Previous studies have shown that met- and leu-enkephalins are present in extracts of whole pancreas obtained from guinea pigs and human cadavers. The present studies demonstrate that immunoreactive methionine (met)- and leucine (leu)-enkephalins present in rat pancreas are localized in islets of Langerhans. Immunohistochemical staining of fixed, whole pancreas indicated that only islet endocrine cells were heavily stained when any of four different met- and leu-enkephalin-directed antisera or an anti-BAM-22P (bovine adrenal medulla docosapeptide) antiserum was used. The peptides were characterized by a combination of gel-filtration chromatography, high-performance liquid chromatography (HPLC), and specific radioimmunoassay. Free met-enkephalin content in extracts of rat islets was 90-fold enriched over content in extracts of whole pancreas (1.72 +/- 0.35 versus 0.019 +/- 0.007 pmol/mg protein).
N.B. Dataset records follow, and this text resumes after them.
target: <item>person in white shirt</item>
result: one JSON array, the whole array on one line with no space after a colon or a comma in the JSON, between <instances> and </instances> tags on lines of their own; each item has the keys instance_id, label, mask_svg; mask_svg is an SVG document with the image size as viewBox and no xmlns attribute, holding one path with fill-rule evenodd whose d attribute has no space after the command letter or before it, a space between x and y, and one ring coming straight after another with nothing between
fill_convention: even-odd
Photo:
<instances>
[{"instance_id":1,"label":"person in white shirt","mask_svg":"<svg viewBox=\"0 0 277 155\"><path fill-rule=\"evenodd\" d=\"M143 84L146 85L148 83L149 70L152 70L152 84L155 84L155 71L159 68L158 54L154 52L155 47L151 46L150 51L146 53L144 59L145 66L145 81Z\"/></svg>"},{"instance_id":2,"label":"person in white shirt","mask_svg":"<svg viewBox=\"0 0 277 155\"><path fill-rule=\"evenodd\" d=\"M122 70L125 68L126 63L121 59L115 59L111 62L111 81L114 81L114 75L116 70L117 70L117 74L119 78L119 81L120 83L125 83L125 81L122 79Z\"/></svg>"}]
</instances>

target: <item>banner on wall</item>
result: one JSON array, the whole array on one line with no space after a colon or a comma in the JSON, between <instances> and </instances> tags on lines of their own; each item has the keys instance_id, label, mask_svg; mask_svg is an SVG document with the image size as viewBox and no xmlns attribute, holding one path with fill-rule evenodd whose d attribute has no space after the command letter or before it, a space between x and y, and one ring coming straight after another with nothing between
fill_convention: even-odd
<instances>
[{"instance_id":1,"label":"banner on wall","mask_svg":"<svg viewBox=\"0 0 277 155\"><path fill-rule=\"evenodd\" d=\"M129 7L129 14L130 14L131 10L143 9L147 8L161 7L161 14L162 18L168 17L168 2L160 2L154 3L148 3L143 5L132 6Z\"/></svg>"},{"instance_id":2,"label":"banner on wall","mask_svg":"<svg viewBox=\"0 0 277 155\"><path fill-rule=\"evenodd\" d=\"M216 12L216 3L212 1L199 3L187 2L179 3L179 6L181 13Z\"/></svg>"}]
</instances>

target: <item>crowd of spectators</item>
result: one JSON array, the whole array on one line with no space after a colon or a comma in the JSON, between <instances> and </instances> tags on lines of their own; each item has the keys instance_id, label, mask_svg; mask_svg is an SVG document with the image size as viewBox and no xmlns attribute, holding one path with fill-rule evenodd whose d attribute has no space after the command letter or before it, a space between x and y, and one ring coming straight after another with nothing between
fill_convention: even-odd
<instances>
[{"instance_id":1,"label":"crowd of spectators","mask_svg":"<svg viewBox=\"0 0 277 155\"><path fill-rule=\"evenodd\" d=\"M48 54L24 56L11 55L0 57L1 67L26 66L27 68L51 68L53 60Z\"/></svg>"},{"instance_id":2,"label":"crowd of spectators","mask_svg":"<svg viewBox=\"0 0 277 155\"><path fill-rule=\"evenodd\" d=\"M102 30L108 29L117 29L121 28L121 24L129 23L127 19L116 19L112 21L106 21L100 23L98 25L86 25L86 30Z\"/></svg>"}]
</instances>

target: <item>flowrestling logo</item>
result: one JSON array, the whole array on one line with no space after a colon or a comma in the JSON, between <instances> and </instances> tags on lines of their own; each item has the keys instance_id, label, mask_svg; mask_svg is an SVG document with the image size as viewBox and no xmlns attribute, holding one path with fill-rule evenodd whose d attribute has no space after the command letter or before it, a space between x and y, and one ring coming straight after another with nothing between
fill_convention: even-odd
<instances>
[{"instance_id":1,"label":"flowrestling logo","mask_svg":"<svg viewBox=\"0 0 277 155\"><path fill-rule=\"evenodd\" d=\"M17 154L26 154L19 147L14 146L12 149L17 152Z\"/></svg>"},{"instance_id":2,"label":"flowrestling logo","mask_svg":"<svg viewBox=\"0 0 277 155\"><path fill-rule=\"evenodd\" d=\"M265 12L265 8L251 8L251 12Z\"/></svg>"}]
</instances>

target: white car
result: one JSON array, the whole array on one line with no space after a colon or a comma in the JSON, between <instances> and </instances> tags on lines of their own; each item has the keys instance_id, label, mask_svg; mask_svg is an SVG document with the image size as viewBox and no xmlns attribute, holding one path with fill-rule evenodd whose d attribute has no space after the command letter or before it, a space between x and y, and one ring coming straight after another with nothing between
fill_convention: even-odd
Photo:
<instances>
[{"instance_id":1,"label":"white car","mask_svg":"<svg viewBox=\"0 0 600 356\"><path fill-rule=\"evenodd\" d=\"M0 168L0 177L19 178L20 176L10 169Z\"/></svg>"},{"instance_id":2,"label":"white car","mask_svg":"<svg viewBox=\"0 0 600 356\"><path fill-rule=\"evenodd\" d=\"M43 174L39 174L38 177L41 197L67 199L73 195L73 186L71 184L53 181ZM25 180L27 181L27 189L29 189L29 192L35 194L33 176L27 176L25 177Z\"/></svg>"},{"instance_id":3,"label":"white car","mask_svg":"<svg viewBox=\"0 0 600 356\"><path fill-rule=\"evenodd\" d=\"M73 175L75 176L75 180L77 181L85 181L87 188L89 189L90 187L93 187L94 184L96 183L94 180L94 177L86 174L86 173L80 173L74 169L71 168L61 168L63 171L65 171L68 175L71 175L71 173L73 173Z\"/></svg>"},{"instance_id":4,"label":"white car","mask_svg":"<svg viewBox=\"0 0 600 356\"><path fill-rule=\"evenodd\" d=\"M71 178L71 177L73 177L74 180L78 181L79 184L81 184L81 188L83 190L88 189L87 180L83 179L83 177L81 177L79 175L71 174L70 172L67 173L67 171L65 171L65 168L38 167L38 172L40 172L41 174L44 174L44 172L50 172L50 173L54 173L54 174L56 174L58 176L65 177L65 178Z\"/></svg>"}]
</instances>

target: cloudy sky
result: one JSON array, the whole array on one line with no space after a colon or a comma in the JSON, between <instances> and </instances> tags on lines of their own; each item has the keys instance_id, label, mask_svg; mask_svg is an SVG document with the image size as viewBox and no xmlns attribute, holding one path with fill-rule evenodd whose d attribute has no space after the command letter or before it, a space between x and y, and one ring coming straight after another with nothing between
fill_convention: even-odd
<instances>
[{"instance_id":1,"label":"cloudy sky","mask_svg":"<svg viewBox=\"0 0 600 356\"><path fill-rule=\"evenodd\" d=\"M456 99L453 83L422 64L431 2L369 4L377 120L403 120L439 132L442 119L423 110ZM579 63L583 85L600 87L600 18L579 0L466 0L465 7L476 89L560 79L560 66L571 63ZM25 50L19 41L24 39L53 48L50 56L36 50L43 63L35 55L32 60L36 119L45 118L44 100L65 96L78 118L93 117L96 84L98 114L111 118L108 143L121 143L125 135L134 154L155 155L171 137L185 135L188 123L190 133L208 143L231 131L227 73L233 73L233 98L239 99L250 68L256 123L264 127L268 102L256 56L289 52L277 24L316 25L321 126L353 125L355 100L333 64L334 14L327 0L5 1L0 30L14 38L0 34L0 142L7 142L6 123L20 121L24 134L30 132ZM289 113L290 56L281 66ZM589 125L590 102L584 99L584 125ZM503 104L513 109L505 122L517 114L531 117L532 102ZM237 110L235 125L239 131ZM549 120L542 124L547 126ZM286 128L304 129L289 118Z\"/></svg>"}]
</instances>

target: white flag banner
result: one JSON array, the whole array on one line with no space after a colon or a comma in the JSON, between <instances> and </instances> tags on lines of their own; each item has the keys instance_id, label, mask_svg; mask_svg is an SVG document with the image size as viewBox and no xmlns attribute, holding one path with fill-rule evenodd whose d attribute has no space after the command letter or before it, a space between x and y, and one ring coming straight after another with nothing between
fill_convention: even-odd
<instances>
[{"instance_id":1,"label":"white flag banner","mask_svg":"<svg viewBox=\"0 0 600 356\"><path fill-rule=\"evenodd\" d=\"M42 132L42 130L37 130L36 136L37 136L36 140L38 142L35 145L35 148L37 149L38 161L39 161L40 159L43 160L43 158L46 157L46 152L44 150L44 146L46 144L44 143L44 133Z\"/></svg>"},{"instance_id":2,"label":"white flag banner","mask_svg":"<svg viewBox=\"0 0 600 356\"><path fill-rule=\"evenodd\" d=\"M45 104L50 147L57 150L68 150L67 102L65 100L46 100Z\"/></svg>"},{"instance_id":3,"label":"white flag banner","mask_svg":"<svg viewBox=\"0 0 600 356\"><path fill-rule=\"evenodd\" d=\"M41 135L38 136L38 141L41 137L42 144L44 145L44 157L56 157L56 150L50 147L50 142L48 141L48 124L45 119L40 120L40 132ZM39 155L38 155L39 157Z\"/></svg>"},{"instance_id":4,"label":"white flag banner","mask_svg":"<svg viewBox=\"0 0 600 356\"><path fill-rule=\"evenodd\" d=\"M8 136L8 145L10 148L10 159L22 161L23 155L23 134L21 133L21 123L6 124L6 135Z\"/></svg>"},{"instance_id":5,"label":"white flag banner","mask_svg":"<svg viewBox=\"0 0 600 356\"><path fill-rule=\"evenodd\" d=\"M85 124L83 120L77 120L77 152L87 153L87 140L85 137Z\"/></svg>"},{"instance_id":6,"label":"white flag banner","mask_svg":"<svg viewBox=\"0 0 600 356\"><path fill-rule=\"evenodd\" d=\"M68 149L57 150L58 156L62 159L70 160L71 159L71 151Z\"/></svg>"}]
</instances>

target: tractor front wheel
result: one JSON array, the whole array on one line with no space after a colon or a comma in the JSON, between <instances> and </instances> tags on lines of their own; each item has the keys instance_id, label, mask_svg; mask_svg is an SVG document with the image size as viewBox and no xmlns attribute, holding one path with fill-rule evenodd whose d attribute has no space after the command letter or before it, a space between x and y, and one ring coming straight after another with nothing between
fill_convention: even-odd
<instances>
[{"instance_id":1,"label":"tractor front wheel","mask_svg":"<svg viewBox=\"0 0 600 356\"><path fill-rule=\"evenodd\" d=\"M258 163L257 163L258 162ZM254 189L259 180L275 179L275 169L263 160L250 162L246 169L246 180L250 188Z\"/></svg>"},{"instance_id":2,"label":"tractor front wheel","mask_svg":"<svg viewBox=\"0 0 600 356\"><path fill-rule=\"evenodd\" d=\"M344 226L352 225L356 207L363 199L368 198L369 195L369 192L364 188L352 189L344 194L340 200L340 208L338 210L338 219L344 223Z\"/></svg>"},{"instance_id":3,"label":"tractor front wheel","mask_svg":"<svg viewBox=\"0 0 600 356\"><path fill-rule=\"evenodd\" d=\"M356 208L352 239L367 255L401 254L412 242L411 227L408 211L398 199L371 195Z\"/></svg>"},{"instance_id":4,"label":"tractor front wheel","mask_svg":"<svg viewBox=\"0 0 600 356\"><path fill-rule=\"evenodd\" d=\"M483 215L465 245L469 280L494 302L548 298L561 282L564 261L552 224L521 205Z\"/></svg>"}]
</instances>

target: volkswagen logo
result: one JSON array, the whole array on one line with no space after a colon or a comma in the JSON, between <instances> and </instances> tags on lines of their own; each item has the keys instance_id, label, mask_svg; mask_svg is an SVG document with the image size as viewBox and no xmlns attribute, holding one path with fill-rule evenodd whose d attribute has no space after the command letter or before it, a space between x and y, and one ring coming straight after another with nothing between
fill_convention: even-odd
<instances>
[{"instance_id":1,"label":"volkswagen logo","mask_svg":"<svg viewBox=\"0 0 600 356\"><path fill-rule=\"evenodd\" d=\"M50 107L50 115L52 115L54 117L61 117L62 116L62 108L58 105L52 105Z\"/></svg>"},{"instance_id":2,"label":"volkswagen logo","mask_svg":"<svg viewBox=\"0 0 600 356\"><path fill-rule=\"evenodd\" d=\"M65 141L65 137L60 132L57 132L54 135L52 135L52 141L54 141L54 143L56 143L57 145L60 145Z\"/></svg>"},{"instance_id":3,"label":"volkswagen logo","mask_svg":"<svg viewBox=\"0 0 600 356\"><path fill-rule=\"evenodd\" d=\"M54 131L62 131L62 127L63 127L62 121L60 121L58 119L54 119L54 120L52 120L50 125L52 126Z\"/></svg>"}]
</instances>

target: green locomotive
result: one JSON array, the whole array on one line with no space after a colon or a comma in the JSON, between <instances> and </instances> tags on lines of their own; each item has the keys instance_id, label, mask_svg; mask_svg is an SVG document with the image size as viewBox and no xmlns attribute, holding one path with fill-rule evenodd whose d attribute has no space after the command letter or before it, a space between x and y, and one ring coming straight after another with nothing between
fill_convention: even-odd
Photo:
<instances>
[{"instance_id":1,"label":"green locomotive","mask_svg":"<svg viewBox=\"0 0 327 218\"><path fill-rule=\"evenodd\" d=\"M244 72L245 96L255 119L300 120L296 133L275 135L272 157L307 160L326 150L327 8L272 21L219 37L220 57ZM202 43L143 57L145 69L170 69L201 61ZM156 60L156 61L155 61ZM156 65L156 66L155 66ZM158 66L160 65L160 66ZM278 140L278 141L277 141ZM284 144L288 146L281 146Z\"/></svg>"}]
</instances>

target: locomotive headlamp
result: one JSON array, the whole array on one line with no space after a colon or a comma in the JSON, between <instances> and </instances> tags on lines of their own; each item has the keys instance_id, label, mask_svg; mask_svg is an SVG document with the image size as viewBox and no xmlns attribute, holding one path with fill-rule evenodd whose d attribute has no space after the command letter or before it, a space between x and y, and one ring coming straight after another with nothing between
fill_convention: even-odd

Treatment with trypsin and carboxy-peptidase-B of high-molecular-weight peptides extracted from pancreas or islets resulted in release of additional met-enkephalin immunoreactivity, which was 39-fold enriched in islets compared with pancreas (5.90 +/- 0.58 and 0.153 +/- 0.032 pmol/mg protein, respectively). Total islet content (per milligram protein) of met-enkephalin-containing peptides was similar to that reported elsewhere for bovine hypothalamus. The immunohistochemical data as well as the enrichment of extractable enkephalins in islets compared with whole pancreas indicate that essentially all the met-enkephalin present in pancreas is localized in islets, while the presence of BAM-22P immunoreactivity in islets is consistent with biosynthesis of enkephalins in islet cells via a preprohormone, such as that described in the bovine adrenal medulla and rat brain.